Abitibi: deux cas de COVID-19 à moins de 24 heures de la rentrée

AMOS, Qc — À moins de 24 heures de la rentrée, le Centre de service scolaire Harricana, qui dessert la région d’Amos, en Abitibi, est aux prises avec deux cas de COVID-19. Le premier cas touche un élève de l’École secondaire La Calypso, alors que l’autre touche un membre du personnel d’une école primaire, l’École Sacré-Cœur.

Ces deux nouveaux cas portent à trois le nombre de cas actifs en Abitibi-Témiscamingue, les trois dans la MRC d’Abitibi.

«Le Dr Arruda a salué nos efforts constants lors de son passage vendredi, et ces nouveaux cas nous montrent qu’il ne faut pas baisser les bras, affirme la Présidente-directrice générale du Centre intégré de Santé et de Services sociaux de l’Abitibi-Témiscamingue, Caroline Roy.
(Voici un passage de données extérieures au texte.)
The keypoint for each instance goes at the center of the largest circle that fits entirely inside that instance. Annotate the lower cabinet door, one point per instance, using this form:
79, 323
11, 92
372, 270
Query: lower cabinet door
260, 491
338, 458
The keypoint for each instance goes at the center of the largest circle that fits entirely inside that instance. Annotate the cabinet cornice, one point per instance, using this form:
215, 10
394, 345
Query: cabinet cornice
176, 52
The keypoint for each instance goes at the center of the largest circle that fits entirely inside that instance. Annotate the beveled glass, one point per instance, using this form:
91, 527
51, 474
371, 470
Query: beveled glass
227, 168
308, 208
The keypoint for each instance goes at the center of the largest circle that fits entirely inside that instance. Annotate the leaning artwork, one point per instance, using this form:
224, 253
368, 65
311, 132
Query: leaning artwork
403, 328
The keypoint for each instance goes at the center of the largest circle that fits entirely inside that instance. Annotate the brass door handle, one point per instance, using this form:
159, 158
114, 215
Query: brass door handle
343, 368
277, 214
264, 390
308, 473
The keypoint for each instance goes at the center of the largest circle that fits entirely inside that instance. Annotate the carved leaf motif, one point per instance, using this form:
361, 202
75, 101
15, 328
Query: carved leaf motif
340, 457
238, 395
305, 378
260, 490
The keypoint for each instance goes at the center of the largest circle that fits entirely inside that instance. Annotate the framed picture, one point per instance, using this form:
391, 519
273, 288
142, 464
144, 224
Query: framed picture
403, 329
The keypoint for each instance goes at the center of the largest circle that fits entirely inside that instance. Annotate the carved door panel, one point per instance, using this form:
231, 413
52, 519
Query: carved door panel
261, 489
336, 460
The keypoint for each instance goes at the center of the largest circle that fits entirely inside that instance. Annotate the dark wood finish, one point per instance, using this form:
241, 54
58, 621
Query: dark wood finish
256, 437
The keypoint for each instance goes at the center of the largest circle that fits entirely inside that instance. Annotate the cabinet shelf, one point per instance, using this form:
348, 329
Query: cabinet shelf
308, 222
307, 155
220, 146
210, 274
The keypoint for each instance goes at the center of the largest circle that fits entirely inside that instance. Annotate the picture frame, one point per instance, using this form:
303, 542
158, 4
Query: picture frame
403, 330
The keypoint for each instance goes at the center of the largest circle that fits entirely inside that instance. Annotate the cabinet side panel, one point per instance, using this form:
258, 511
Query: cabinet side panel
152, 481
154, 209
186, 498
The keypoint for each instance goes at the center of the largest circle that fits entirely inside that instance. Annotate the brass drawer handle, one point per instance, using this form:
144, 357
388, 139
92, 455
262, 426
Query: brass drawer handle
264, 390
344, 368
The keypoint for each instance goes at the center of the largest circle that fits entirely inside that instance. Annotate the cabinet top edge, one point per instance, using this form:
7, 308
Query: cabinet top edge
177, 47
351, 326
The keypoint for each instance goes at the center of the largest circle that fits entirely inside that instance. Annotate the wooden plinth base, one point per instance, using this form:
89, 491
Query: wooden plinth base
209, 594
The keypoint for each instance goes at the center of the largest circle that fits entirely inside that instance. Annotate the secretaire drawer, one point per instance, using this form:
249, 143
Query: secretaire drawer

Une cellule d’intervention, en collaboration avec le CSS Harricana, a été mise en place.»

Une même famille

Le CSS Harricana a confirmé que les deux personnes infectées par le coronavirus sont membres de la même famille.
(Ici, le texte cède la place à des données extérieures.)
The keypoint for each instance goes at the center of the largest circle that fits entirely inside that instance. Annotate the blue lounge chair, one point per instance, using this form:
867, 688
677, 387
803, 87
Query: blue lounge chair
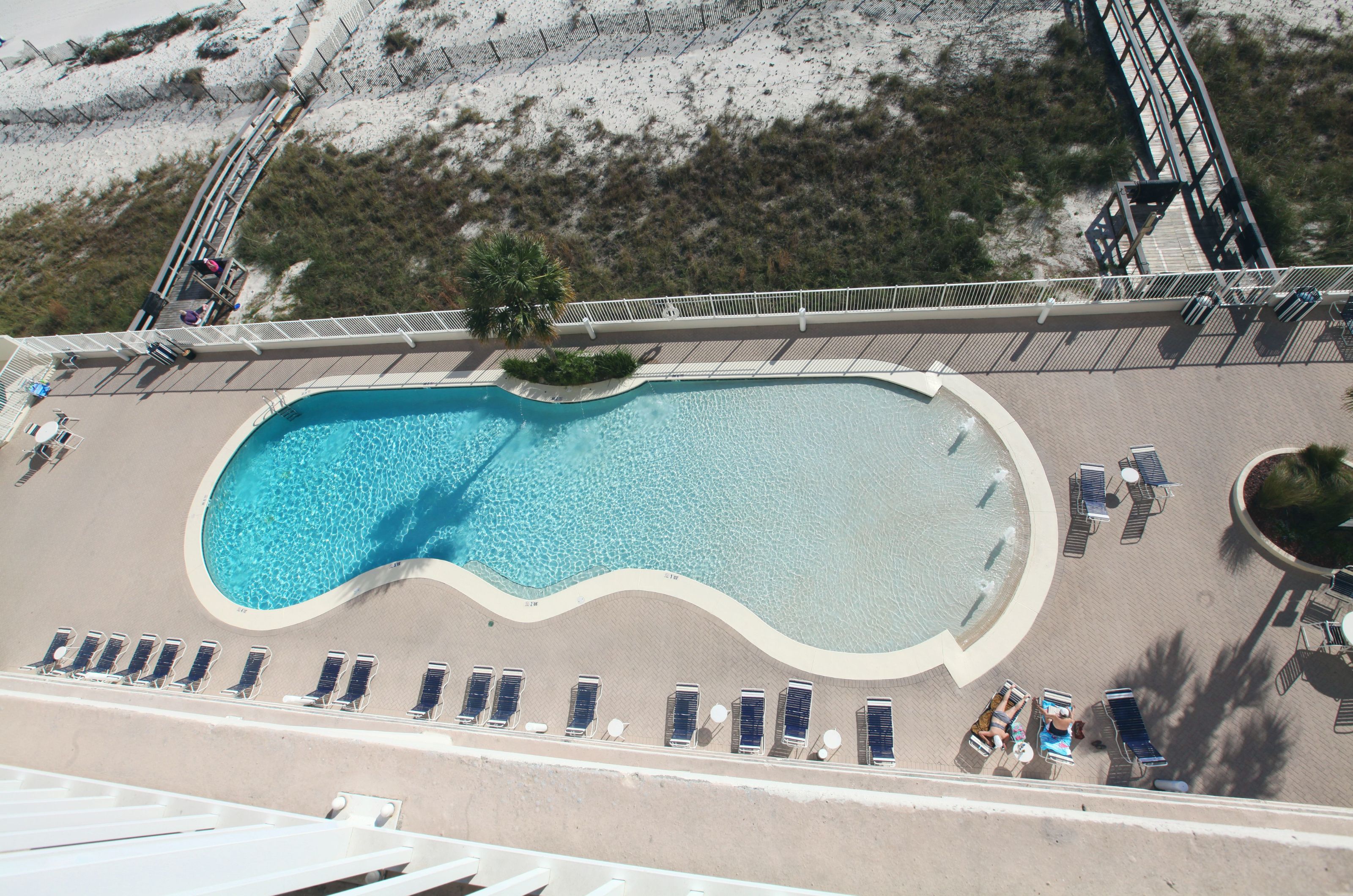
80, 662
430, 696
136, 668
751, 721
251, 675
328, 684
1341, 584
1153, 474
799, 713
880, 718
107, 660
508, 699
1093, 494
201, 670
49, 661
685, 716
585, 707
359, 684
1131, 729
164, 665
477, 695
1053, 745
«Dans le cas de la membre du personnel de l’École Sacré-Cœur, elle n’a eu aucun contact avec des élèves de l’école, puisque la rentrée a lieu aujourd’hui (lundi), a précisé la secrétaire générale du CSS, Johanne Godbout. Elle a donc été placée en isolement, comme le veut le protocole.»

Le cas du jeune homme est un peu plus complexe, puisqu’il a circulé à l’intérieur de l’école. «L’élève faisait partie du programme Sports-études (basketball) de l’école, fait savoir Mme Godbout. Il a donc lui aussi été placé en isolement préventif, et nous avons avisé par courriel les parents des étudiants qui auraient pu être en contact avec lui. Ces étudiants sont invités à demeurer à la maison et à suivre les directives de la Santé publique.»

Le défi : le personnel

Cette mini-éclosion vient mettre de l’avant les défis qui attendent la Direction de la santé publique de l’Abitibi-Témiscamingue au cours des prochains mois. Le premier : recruter du personnel. «On avait déjà un défi avant la pandémie, indique Caroline Roy. Nous avons formé plusieurs personnes qui pouvaient nous venir en aide temporairement, mais nous manquons toujours de personnel soignant.»

Le CISSS-AT recherche présentement 130 infirmières, une trentaine d’infirmières auxiliaires et 160 préposés aux bénéficiaires pour combler ses besoins.

Mme Roy indique par ailleurs que le CISSS-AT travaille en étroite collaboration avec la Santé publique de l’Ontario, puisque l’Abitibi-Témiscamingue est une région frontalière.

«Plusieurs personnes dans la région habitent au Québec et travaillent en Ontario, et vice-versa, explique la PDG du CISSS-AT. Nous avons déjà des ententes de services de part et d’autre de la frontière, puisque parfois, l’hôpital le plus près pour un patient se trouve dans l’autre province. Il est donc important pour les deux équipes de collaborer tant pour le dépistage que pour le contrôle de la propagation du virus.»

Actuellement l’Abitibi-Témiscamingue compte 181 cas depuis le début de la pandémie, dont 3 encore actifs.

Lors de sa rencontre avec le CISSS-AT, le Dr Arruda a exhorté les troupes à ne pas baisser leur garde. «Avec la rentrée, c’est encore plus important, a-t-il dit. Il faut demeurer vigilant. Ça passe par des choses simples, comme garder une distance physique pendant le travail, puis, on mange ensemble et on se contamine. Il ne doit pas y avoir de relâchement.»